The Container Store and certain of its directors, executive officers and other members of management and employees may be deemed to be participants in soliciting proxies from its stockholders in connection with the proposed transaction. Information regarding the persons who may, under the rules of the SEC, be considered to be participants in the solicitation of The Container Store’s stockholders in connection with the proposed transaction will be set forth in The Container Store’s definitive proxy statement for its stockholder meeting at which the proposed transaction will be submitted for approval by The Container Store’s stockholders. You may also find additional information about The Container Store’s directors and executive officers in The Container Store’s Annual Report on Form 10-K for the fiscal year ended March 30, 2024, which was filed with the SEC on May 28, 2024, The Container Store’s Definitive Proxy Statement for its 2024 annual meeting of stockholders, which was filed with the SEC on July 9, 2024, and in subsequently filed Current Reports on Form 8-K and Quarterly Reports on Form 10-Q.

 

Forward Looking Statements

 

This communication contains forward-looking statements within the meaning of the Private Securities Litigation Reform Act of 1995. All statements contained in this communication that do not relate to matters of historical fact should be considered forward-looking statements, including statements regarding the terms and potential benefits of our collaboration with Beyond; expectations regarding positive same store sales growth, improved profitability and creating shareholder value; Beyond’s potential equity investment, the potential amendment or refinancing of our debt; and our strategies, priorities, challenges and initiatives and growth opportunities. These forward-looking statements are based on management’s current expectations. These statements are neither promises nor guarantees but involve known and unknown risks, uncertainties and other important factors that may cause our actual results, performance or achievements to be materially different from any future results, performance or achievements expressed or implied by the forward-looking statements, including, but not limited to, risks relating to our collaboration with Beyond; the equity investment by Beyond is subject to conditions, including our ability to amend or refinance our debt in a manner commercially acceptable to Beyond; and the other important factors discussed under the caption “Risk Factors” in our Annual Report on Form 10-K on May 28, 2024 filed with the Securities and Exchange Commission (the “SEC”) and our other reports filed with the SEC. These factors could cause actual results to differ materially from those indicated by the forward-looking statements made in this communication.
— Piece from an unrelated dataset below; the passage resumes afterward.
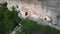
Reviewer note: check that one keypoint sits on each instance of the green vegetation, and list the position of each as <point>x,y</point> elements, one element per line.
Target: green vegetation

Any such forward-looking statements represent management’s estimates as of the date of this communication. While we may elect to update such forward-looking statements at some point in the future, we disclaim any obligation to do so, even if subsequent events cause our views to change. These forward-looking statements should not be relied upon as representing our views as of any date subsequent to the date of this communication.